The AP report
on Vatican spokesman Federico Lombardi’s clarification of Pope
Benedict’s notorious condom-and-AIDS remark concluded with the following
portentous penultimate graph:

Lombardi said the pope didn’t use the technical terminology “lesser
evil” in his comments because he wanted his words to be understood by
the general public. Vatican officials, however, said that was what he
meant.

No so, says Martin Rhonheimer, the Opus Dei moral theologian who has emerged as something of a progressive hero for having once written a less than absolutist article on the Church’s teaching on condoms. In an article written for Sandro Magister’s popular inside-the-Vatican blog Chiesa, Rhonheimer declares that it is

wrong to assert principles in this case such as “lesser evil”, which
holds that in order to avoid a greater evil a lesser evil may be chosen
if there is a proportionate reason. This moral methodology, known as
“proportionalism”, is not a teaching of the Church, and was rejected by
Pope John Paul II in his 1993 encyclical “Veritatis splendor” – with
which Pope Benedict XVI is in full agreement.

Well, maybe.
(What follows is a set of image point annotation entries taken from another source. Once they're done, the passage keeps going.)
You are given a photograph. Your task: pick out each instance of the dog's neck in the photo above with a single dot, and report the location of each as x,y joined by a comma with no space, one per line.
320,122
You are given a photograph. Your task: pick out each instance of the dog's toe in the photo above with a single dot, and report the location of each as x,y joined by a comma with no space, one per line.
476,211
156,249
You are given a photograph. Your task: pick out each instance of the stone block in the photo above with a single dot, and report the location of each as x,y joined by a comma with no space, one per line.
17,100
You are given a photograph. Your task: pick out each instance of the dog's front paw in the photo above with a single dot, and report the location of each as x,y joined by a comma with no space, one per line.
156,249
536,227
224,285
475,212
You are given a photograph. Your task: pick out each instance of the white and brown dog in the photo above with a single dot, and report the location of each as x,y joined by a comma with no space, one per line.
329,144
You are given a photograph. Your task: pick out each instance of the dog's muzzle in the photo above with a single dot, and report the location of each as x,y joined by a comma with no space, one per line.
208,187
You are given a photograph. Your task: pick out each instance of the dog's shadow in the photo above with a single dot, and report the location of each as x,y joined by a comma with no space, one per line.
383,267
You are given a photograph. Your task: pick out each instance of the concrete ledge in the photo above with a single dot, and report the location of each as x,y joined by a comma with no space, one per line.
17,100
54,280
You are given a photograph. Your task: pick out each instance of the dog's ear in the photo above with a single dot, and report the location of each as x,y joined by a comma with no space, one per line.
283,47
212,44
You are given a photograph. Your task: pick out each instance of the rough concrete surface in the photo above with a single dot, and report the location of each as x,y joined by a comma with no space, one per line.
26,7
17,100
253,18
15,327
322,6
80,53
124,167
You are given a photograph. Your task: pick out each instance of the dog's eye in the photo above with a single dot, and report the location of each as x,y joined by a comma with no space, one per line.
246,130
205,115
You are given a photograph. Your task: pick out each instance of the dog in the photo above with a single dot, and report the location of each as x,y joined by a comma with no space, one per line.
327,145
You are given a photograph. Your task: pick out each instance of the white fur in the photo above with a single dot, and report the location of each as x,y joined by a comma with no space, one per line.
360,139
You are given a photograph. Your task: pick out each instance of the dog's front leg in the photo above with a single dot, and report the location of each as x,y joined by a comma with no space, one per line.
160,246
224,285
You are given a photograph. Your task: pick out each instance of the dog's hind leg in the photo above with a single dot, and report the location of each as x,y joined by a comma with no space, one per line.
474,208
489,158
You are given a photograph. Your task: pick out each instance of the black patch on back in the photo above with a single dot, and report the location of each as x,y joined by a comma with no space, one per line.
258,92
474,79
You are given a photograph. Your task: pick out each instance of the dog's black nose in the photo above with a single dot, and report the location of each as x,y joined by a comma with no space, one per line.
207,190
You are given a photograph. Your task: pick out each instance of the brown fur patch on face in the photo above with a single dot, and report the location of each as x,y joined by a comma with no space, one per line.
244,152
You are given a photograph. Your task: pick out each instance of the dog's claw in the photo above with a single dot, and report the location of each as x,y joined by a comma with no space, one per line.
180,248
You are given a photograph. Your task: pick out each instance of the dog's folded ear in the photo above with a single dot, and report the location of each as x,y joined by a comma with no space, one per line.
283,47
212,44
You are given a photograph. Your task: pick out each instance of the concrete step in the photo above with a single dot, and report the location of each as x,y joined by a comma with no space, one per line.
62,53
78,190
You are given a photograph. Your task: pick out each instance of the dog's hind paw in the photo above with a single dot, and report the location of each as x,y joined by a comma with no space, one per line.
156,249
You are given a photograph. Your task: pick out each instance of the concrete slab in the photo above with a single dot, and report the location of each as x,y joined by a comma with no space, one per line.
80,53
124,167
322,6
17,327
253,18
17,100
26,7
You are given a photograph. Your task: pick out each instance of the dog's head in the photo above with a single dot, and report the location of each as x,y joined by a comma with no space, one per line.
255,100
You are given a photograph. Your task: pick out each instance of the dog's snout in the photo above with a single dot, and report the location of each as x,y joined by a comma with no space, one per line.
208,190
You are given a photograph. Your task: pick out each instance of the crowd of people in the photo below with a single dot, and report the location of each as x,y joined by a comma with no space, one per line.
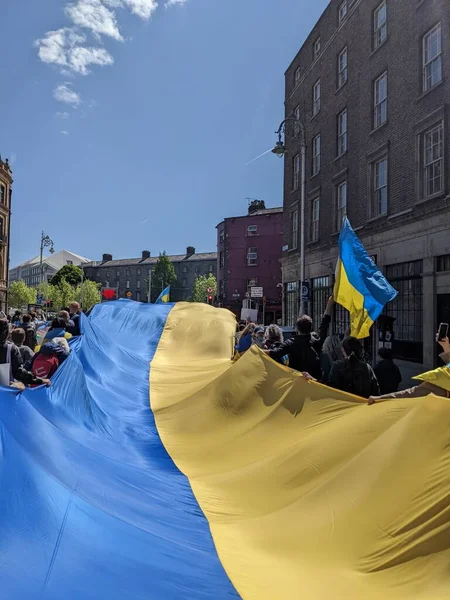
32,363
337,361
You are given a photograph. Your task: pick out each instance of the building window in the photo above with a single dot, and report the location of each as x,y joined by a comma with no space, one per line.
296,172
316,48
316,97
380,190
379,25
432,58
406,309
443,263
342,67
291,303
380,101
293,230
434,161
342,132
252,256
316,155
343,9
315,209
296,128
341,204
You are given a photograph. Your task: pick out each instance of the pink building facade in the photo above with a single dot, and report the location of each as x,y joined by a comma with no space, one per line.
248,256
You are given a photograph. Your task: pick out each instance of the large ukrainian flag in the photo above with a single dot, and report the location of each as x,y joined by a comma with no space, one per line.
360,286
233,480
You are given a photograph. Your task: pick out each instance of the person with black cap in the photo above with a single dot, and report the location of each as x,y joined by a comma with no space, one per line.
10,354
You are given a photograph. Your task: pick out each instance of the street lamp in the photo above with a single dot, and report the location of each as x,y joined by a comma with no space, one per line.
46,242
280,150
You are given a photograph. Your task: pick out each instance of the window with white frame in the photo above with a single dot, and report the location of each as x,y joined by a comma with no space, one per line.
315,213
316,155
342,67
432,58
380,187
380,100
379,25
342,132
293,229
343,9
316,97
341,204
433,167
296,172
252,256
316,48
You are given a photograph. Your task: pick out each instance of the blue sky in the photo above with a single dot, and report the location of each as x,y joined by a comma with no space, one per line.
148,150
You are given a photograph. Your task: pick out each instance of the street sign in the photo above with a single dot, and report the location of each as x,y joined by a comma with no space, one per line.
256,292
305,291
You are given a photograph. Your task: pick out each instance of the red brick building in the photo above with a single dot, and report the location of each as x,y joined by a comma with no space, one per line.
248,256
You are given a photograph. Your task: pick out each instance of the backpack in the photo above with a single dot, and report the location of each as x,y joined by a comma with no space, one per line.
45,365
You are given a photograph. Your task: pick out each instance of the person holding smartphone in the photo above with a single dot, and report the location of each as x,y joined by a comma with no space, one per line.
435,382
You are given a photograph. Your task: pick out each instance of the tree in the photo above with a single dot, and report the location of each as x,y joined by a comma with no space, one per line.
88,294
202,284
19,294
163,274
72,274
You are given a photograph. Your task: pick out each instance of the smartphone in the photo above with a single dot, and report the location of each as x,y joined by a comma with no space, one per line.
443,331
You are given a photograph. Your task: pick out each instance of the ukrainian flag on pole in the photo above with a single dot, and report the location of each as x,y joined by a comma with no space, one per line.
164,296
360,286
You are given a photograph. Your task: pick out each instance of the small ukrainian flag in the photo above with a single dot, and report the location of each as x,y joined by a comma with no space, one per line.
164,296
360,286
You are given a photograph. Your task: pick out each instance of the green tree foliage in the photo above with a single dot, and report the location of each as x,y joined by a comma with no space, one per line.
163,274
72,274
19,294
88,294
201,285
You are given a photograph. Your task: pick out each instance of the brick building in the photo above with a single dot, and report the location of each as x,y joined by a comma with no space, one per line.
132,274
5,218
371,85
248,253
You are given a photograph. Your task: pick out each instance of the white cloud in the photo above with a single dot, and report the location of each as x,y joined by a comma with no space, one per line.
93,15
63,47
63,93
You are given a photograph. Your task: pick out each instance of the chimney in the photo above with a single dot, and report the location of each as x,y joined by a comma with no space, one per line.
256,205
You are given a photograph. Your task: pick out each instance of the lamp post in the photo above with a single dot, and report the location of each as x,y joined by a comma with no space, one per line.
46,242
280,150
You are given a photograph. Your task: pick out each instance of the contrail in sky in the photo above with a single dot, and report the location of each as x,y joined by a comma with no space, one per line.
253,159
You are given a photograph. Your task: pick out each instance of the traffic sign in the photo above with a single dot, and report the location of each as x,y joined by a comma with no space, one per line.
256,292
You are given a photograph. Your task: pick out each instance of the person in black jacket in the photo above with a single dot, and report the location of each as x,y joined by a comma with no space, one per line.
304,349
387,372
353,374
10,353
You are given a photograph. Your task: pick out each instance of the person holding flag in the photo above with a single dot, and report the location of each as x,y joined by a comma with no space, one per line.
164,296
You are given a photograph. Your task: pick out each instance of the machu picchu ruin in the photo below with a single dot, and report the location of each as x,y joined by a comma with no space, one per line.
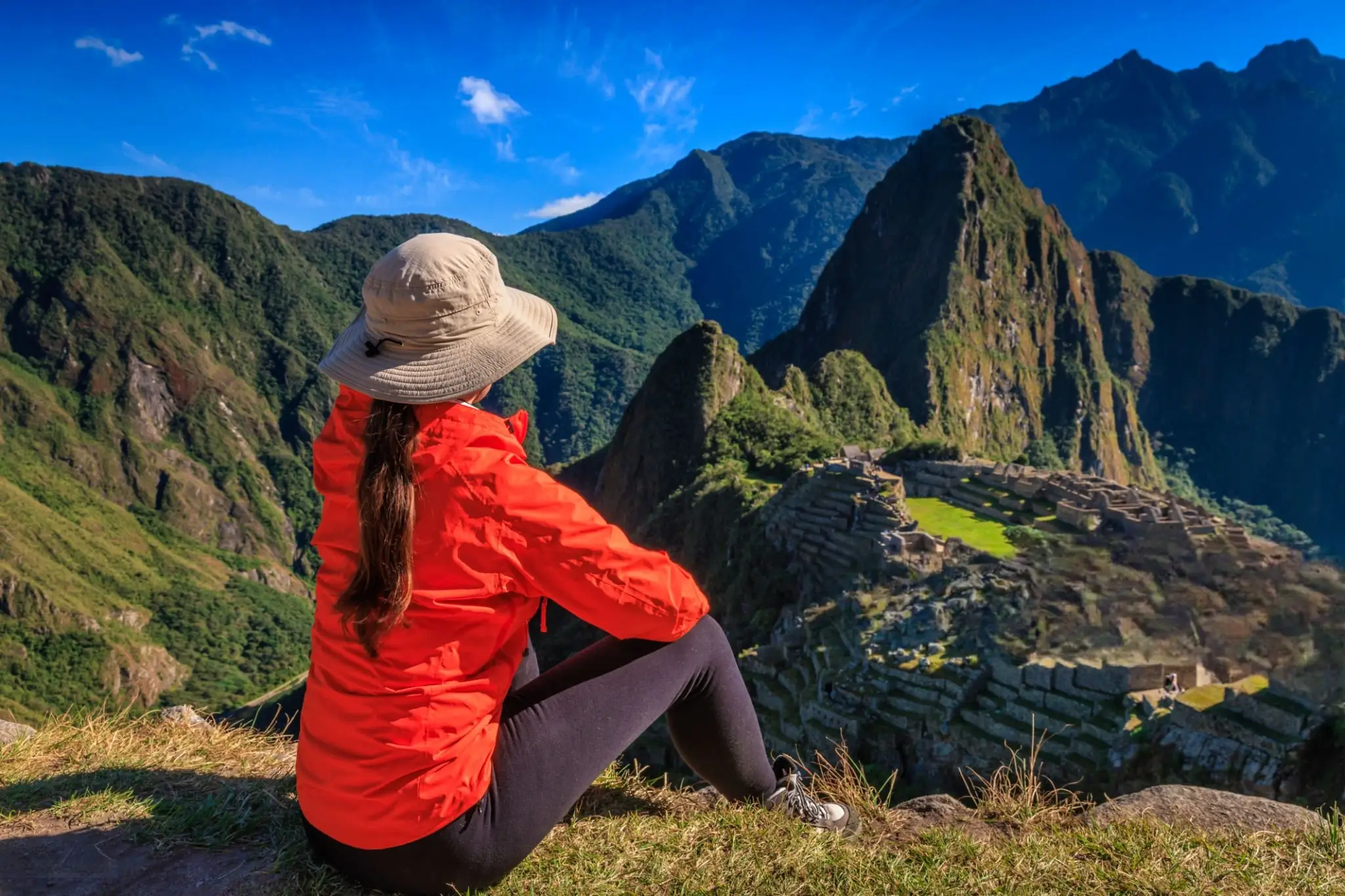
925,654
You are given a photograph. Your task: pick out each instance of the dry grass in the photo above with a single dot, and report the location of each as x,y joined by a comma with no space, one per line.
1017,793
214,788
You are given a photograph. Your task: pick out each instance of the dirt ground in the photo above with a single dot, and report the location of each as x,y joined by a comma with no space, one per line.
51,856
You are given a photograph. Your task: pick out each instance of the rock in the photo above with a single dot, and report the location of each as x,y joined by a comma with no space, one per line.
182,715
141,673
938,811
12,731
1206,809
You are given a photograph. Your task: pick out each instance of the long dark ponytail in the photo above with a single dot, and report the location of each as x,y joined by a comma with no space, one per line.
377,597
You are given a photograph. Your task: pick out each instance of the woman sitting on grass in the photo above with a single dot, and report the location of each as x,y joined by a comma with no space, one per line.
432,756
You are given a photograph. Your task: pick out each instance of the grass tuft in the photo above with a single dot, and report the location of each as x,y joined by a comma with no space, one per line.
1019,793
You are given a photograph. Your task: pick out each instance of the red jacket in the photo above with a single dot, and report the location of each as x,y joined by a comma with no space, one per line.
395,748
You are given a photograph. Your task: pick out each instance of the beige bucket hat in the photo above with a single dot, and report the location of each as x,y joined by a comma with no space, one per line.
439,323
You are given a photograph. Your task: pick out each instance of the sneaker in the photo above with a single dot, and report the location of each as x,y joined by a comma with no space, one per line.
794,801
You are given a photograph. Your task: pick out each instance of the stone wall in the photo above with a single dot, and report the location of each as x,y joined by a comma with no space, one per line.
1021,495
848,519
902,688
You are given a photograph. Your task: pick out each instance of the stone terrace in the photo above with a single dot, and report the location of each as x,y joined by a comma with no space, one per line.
1021,495
835,672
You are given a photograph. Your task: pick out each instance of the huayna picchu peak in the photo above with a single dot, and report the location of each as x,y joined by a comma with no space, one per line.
973,300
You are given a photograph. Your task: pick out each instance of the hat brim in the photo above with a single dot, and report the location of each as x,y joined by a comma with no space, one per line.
525,327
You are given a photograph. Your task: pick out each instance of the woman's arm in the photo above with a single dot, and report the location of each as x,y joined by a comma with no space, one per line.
562,548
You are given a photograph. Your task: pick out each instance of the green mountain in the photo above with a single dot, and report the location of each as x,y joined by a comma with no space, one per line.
755,219
1252,408
1231,175
1005,337
621,288
973,300
159,394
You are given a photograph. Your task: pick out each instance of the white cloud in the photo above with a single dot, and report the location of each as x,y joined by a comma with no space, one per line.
303,196
592,73
560,165
489,106
147,160
666,104
663,96
233,30
118,55
413,177
903,95
205,33
808,123
852,109
343,104
565,206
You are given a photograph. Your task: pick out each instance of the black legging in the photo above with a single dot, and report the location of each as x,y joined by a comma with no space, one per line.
558,733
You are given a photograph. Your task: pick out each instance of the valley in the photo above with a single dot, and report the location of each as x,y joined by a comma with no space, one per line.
925,301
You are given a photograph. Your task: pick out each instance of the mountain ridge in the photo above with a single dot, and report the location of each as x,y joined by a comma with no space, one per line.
1229,175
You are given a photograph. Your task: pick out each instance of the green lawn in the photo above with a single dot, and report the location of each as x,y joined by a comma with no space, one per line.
947,522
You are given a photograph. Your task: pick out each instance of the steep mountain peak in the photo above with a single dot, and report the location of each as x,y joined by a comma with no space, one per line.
1297,61
973,300
658,445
But then comes a mysterious “Catholic philosopher,” writing a “Dear Magister” letter under the Falstaffian pen name Giovanni Onofrio Zagloba, to contend
that the pope’s recognition of a “lesser evil” of prophylactic condom
use did not amount to “consequentialism” (of which “proportionalism” may or may not be a subspecies)–and indeed that the pope has opened a “fissure” (spiraglio) for “a new (and traditional) way of thinking about moral problems,” such as to recognize condom use as lawful. To which Professor Alessandro Martinetti pushes back in a Rhonheimerian mode.

So who has the better access to the pope’s mind? Benedict, who from time to time displays a mischievous intellectual streak,
may let this game go on awhile. Sooner or later, though, you figure
he’ll have to issue a more magisterial pronunciamento of his own. There actually are lives at stake.